L'AfD en tête des sondages avant les élections de Saxe-Anhalt, les rivaux envisagent des options de coalition minoritaire
Les sondages avant le scrutin du 6 septembre en Saxe-Anhalt placent l'AfD autour de 40 % et la CDU à 23 %, ouvrant la voie à des négociations complexes sur une éventuelle gouvernance minoritaire à Magdebourg.

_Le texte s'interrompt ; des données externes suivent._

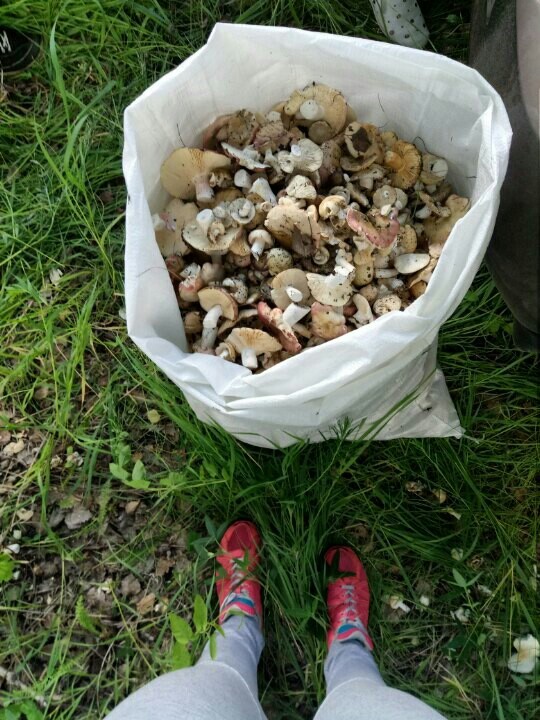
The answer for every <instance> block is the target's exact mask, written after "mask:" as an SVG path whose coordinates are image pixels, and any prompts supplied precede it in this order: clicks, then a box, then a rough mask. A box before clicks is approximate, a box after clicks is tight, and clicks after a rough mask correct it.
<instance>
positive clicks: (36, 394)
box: [34, 385, 49, 400]
mask: <svg viewBox="0 0 540 720" xmlns="http://www.w3.org/2000/svg"><path fill="white" fill-rule="evenodd" d="M48 394H49V388H48V387H47V386H46V385H40V387H38V388H37V389H36V391H35V393H34V398H35V399H36V400H45V398H46V397H47V395H48Z"/></svg>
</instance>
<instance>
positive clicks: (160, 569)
mask: <svg viewBox="0 0 540 720" xmlns="http://www.w3.org/2000/svg"><path fill="white" fill-rule="evenodd" d="M175 565H176V560H171V558H159V559H158V561H157V563H156V575H157V576H158V577H163V576H164V575H166V574H167V573H168V572H169V570H170V569H171V568H172V567H174V566H175Z"/></svg>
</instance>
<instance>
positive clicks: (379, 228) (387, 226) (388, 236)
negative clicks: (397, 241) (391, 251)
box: [347, 208, 400, 248]
mask: <svg viewBox="0 0 540 720" xmlns="http://www.w3.org/2000/svg"><path fill="white" fill-rule="evenodd" d="M397 216H398V211H397V210H392V212H391V213H390V215H389V216H388V224H387V226H386V227H383V228H377V227H375V226H374V225H373V224H372V223H371V222H370V221H369V220H368V218H367V217H366V216H365V215H364V213H362V212H360V210H356V209H354V208H349V209H348V210H347V224H348V225H349V227H350V228H351V230H354V232H355V233H358V234H359V235H361V236H362V237H365V238H366V240H368V241H369V242H370V243H372V245H375V247H378V248H389V247H390V246H391V245H392V244H393V243H394V240H395V239H396V237H397V234H398V233H399V231H400V224H399V221H398V219H397Z"/></svg>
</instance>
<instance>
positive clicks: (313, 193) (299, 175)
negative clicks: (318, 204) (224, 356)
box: [285, 175, 317, 200]
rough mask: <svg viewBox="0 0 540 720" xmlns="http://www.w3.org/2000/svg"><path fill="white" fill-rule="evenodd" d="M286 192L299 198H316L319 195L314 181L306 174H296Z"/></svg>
mask: <svg viewBox="0 0 540 720" xmlns="http://www.w3.org/2000/svg"><path fill="white" fill-rule="evenodd" d="M285 192H286V193H287V195H289V197H293V198H297V199H298V200H315V198H316V197H317V190H316V189H315V187H314V185H313V183H312V182H311V180H310V179H309V178H307V177H304V175H295V176H294V177H293V179H292V180H291V181H290V183H289V184H288V185H287V187H286V188H285Z"/></svg>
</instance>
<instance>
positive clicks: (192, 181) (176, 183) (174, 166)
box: [161, 148, 231, 202]
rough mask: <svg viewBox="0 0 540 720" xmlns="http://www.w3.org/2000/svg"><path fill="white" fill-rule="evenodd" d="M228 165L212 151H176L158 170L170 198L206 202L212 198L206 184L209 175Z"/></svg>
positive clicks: (189, 150) (207, 186)
mask: <svg viewBox="0 0 540 720" xmlns="http://www.w3.org/2000/svg"><path fill="white" fill-rule="evenodd" d="M230 164H231V161H230V160H229V158H227V157H225V155H220V154H219V153H215V152H212V151H211V150H199V148H179V149H178V150H175V151H174V152H173V153H171V155H169V157H168V158H167V160H165V162H164V163H163V165H162V166H161V184H162V185H163V187H164V188H165V190H166V191H167V192H168V193H170V194H171V195H172V196H173V197H176V198H180V199H181V200H194V199H195V198H196V199H197V201H198V202H206V201H209V200H212V197H213V195H214V191H213V190H212V188H211V187H210V184H209V182H208V179H209V175H210V173H211V172H212V171H213V170H216V169H217V168H227V167H229V166H230Z"/></svg>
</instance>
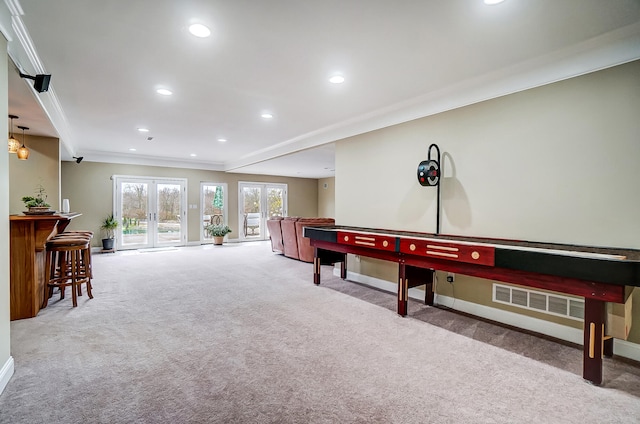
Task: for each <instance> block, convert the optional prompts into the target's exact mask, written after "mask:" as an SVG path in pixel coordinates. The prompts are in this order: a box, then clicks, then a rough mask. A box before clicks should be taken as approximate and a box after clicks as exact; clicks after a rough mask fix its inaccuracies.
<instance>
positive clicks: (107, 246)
mask: <svg viewBox="0 0 640 424" xmlns="http://www.w3.org/2000/svg"><path fill="white" fill-rule="evenodd" d="M114 242H115V239H102V250H113V243H114Z"/></svg>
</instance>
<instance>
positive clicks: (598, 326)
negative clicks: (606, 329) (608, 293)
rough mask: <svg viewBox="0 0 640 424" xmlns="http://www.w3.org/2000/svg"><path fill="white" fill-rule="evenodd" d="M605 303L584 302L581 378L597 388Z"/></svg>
mask: <svg viewBox="0 0 640 424" xmlns="http://www.w3.org/2000/svg"><path fill="white" fill-rule="evenodd" d="M605 316H606V309H605V302H603V301H601V300H596V299H589V298H585V300H584V346H583V354H582V358H583V359H582V366H583V368H582V378H584V379H585V380H587V381H589V382H591V383H593V384H595V385H596V386H599V385H600V384H601V383H602V353H603V350H604V341H603V337H604V321H605Z"/></svg>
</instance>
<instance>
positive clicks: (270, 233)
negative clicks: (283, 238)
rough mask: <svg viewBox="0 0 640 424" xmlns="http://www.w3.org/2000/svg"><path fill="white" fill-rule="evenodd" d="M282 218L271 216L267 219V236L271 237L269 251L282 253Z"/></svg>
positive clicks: (282, 218)
mask: <svg viewBox="0 0 640 424" xmlns="http://www.w3.org/2000/svg"><path fill="white" fill-rule="evenodd" d="M282 219H283V218H282V217H281V216H273V217H271V218H270V219H268V220H267V228H268V229H269V238H270V239H271V251H272V252H276V253H280V254H284V245H283V244H282V225H281V222H282Z"/></svg>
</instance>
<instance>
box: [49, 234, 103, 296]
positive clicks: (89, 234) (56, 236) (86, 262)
mask: <svg viewBox="0 0 640 424" xmlns="http://www.w3.org/2000/svg"><path fill="white" fill-rule="evenodd" d="M64 237H68V238H86V239H88V241H89V246H88V248H87V251H86V255H82V267H83V268H85V269H86V272H87V274H88V275H89V279H91V278H93V270H92V268H91V239H92V238H93V232H91V231H65V232H64V233H60V234H58V235H56V236H55V238H64ZM85 258H86V260H85ZM85 262H86V263H85ZM57 266H58V267H59V264H58V265H57ZM52 274H53V273H52ZM80 296H82V294H80Z"/></svg>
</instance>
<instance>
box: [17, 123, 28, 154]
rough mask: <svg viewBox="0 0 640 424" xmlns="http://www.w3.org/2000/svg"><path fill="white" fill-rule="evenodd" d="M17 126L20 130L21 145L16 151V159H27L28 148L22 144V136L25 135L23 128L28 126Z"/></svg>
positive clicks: (23, 143) (23, 144)
mask: <svg viewBox="0 0 640 424" xmlns="http://www.w3.org/2000/svg"><path fill="white" fill-rule="evenodd" d="M18 128H20V129H21V130H22V146H21V147H20V148H19V149H18V151H17V152H16V153H17V154H18V159H20V160H27V159H29V149H27V147H26V146H25V145H24V137H25V136H24V130H28V129H29V127H22V126H20V125H18Z"/></svg>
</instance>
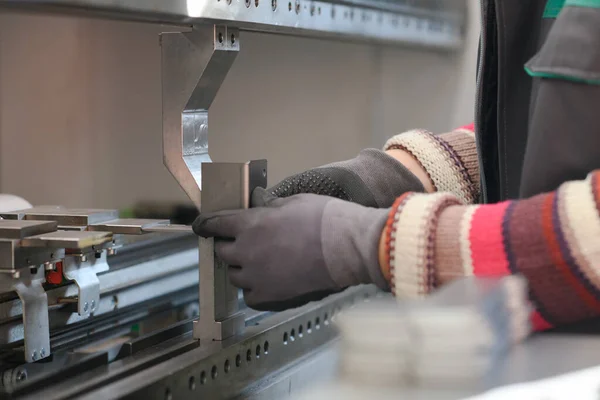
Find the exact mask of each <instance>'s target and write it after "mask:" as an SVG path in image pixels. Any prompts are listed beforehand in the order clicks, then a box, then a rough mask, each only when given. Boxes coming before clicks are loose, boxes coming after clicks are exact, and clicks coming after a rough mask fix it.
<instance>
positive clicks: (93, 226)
mask: <svg viewBox="0 0 600 400" xmlns="http://www.w3.org/2000/svg"><path fill="white" fill-rule="evenodd" d="M168 223H169V220H167V219H138V218H120V219H115V220H111V221H107V222H102V223H100V224H94V225H90V226H88V230H89V231H99V232H111V233H113V234H126V235H141V234H143V233H146V232H148V231H147V229H148V228H153V227H157V226H164V225H167V224H168Z"/></svg>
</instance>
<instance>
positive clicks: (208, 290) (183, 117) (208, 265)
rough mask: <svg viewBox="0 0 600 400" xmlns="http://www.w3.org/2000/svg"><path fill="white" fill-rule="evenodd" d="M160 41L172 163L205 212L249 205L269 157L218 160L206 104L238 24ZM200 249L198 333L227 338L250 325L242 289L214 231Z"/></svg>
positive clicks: (241, 330)
mask: <svg viewBox="0 0 600 400" xmlns="http://www.w3.org/2000/svg"><path fill="white" fill-rule="evenodd" d="M161 48H162V50H161V51H162V53H161V54H162V84H163V88H162V93H163V156H164V163H165V165H166V167H167V168H168V169H169V171H170V172H171V174H172V175H173V176H174V177H175V179H176V180H177V182H178V183H179V184H180V185H181V187H182V188H183V190H184V191H185V192H186V193H187V195H188V196H189V197H190V199H191V200H192V202H193V203H194V204H195V205H196V207H198V209H201V211H202V212H211V211H218V210H223V209H232V208H247V207H249V205H250V193H251V191H252V189H254V188H255V187H256V186H266V176H267V171H266V161H265V160H261V161H251V162H246V163H212V162H211V159H210V156H209V154H208V109H209V107H210V105H211V104H212V102H213V100H214V98H215V96H216V95H217V91H218V90H219V88H220V86H221V84H222V83H223V80H224V79H225V76H226V75H227V72H228V71H229V69H230V68H231V65H232V64H233V62H234V60H235V57H236V55H237V54H238V52H239V49H240V44H239V31H238V30H235V29H230V28H227V27H224V26H198V27H194V28H193V29H192V30H191V31H190V32H176V33H163V34H162V35H161ZM203 183H204V188H203ZM203 190H204V191H205V193H204V195H203V196H202V191H203ZM201 197H203V199H201ZM199 251H200V255H199V268H198V269H199V274H200V284H199V298H200V318H199V320H198V321H196V322H195V324H194V338H195V339H199V340H202V341H204V340H208V341H212V340H223V339H226V338H228V337H230V336H233V335H236V334H237V333H240V332H241V331H242V329H243V328H244V315H243V314H242V313H241V312H240V311H239V303H238V289H236V288H235V287H233V286H232V285H231V283H230V282H229V278H228V276H227V275H228V274H227V268H228V267H227V265H225V264H224V263H223V262H222V261H221V260H219V259H217V258H216V257H215V253H214V240H213V239H212V238H210V239H204V238H200V240H199Z"/></svg>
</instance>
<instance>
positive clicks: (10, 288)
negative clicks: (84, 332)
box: [0, 268, 50, 362]
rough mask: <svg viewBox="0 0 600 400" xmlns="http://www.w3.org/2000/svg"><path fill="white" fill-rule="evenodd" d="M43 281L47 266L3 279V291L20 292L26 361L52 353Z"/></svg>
mask: <svg viewBox="0 0 600 400" xmlns="http://www.w3.org/2000/svg"><path fill="white" fill-rule="evenodd" d="M32 271H34V272H32ZM44 280H45V277H44V268H32V269H31V270H30V269H24V270H22V271H21V273H20V274H19V277H18V278H13V277H8V276H7V277H6V278H5V279H1V280H0V288H1V289H2V291H12V290H14V291H15V292H17V295H18V296H19V299H20V300H21V304H22V306H23V330H24V332H23V339H24V351H25V361H26V362H34V361H37V360H40V359H42V358H46V357H48V356H49V355H50V330H49V323H48V297H47V296H46V291H45V290H44V288H43V286H42V283H43V282H44Z"/></svg>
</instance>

Paysage électoral avant le scrutin
Les électeurs de Saxe-Anhalt éliront un nouveau parlement régional le 6 septembre 2026. Un sondage de Forschungsgruppe Wahlen auprès de 1 053 électeurs place l'Alternative pour l'Allemagne (AfD), menée par Ulrich Siegmund, en tête avec 40 % des voix. L'Union chrétienne-démocrate (CDU) du ministre-président Sven Schulze suit avec 23 %. Die Linke obtient 13 %, le Parti social-démocrate (SPD) 9 % et les Verts 6 %. L'Alliance Sahra Wagenknecht (BSW) et le Parti libéral-démocrate (FDP) recueillent chacun 3 %, sous le seuil des 5 % requis pour entrer au parlement régional. Un sondage distinct d'Infratest dimap auprès d'environ 1 500 électeurs place l'AfD à 42 % et la CDU à 22 %.
- AfD
- 40 %
- CDU
- 23 %
- Die Linke
- 13 %
- SPD
- 9 %
- Grüne
- 6 %
- BSW
- 3 %
- FDP
- 3 %
- Autres
- 3 %
Répartition des sièges et vote tactique
L'AfD, classée par le service de renseignement intérieur régional comme extrémiste de droite avéré, vise une majorité absolue des sièges pour gouverner seule. Le politologue Benjamin Höhne note que l'AfD a besoin de moins de voix pour obtenir une majorité de sièges si les petits partis ne franchissent pas la barre des 5 %. Le politologue Werner Krause observe qu'un vote tactique pourrait déplacer le soutien vers les petits partis pour assurer leur entrée au parlement, augmentant ainsi le nombre total de sièges répartis entre les factions concurrentes. Lors des élections régionales de 2021, la CDU avait obtenu 37,1 % contre 20,8 % pour l'AfD, mais les sondeurs n'observent pas de dynamique comparable cette fois-ci, l'AfD ayant maintenu une avance confortable dans tous les sondages.
- CDU
- 37.1 %
- AfD
- 20.8 %
- Die Linke
- 11 %
- SPD
- 8.4 %
- FDP
- 6.4 %
- Grüne
- 5.9 %
- Autres
- 10.4 %
Dilemmes de coalition et modèles minoritaires
Tous les autres partis susceptibles d'être représentés au Landtag ont exclu de former une coalition officielle avec l'AfD. La coalition gouvernementale actuelle (CDU, SPD et FDP) ne détiendra pas la majorité si le FDP ne parvient pas à entrer au parlement et si les sondages se confirment. Un scénario possible est un gouvernement minoritaire dirigé par la CDU avec le SPD et les Verts, soutenu au cas par cas par Die Linke. Cependant, des figures importantes de la CDU ont exprimé leur opposition à une dépendance aux voix de Die Linke. L'ancien ministre régional de la CDU Karl-Heinz Daehre a rejeté une telle dépendance lors des discussions de campagne.
Nous ne sommes pas descendus dans la rue en 1989 pour que la gauche revienne aujourd'hui au pouvoir.
Nico Elsner, président régional de la Junge Union, a proposé d'adopter des lois avec les voix de l'AfD plutôt que de compter sur la gauche, tout en maintenant son opposition à une coalition formelle.
Une chose juste ne devient pas injuste parce que les mauvaises personnes sont d'accord avec elle.
Sentiment des électeurs et cotes de popularité
Le sentiment du public concernant la direction exécutive diverge des sondages sur les partis. Un sondage de Forschungsgruppe Wahlen indique que 50 % des personnes interrogées préfèrent un gouvernement régional dirigé par la CDU, contre 35 % qui favorisent une administration menée par l'AfD. Le ministre-président sortant Sven Schulze, en fonction depuis sept mois, obtient un taux de satisfaction de 30 % contre 46 % d'insatisfaits. La performance du gouvernement sous la CDU a reçu une note moyenne de moins 0,6 sur une échelle de onze points, tandis que l'opposition de l'AfD a obtenu moins 0,9. De plus, 31 % des électeurs interrogés déclarent être encore indécis ou ne pas avoir choisi de participer.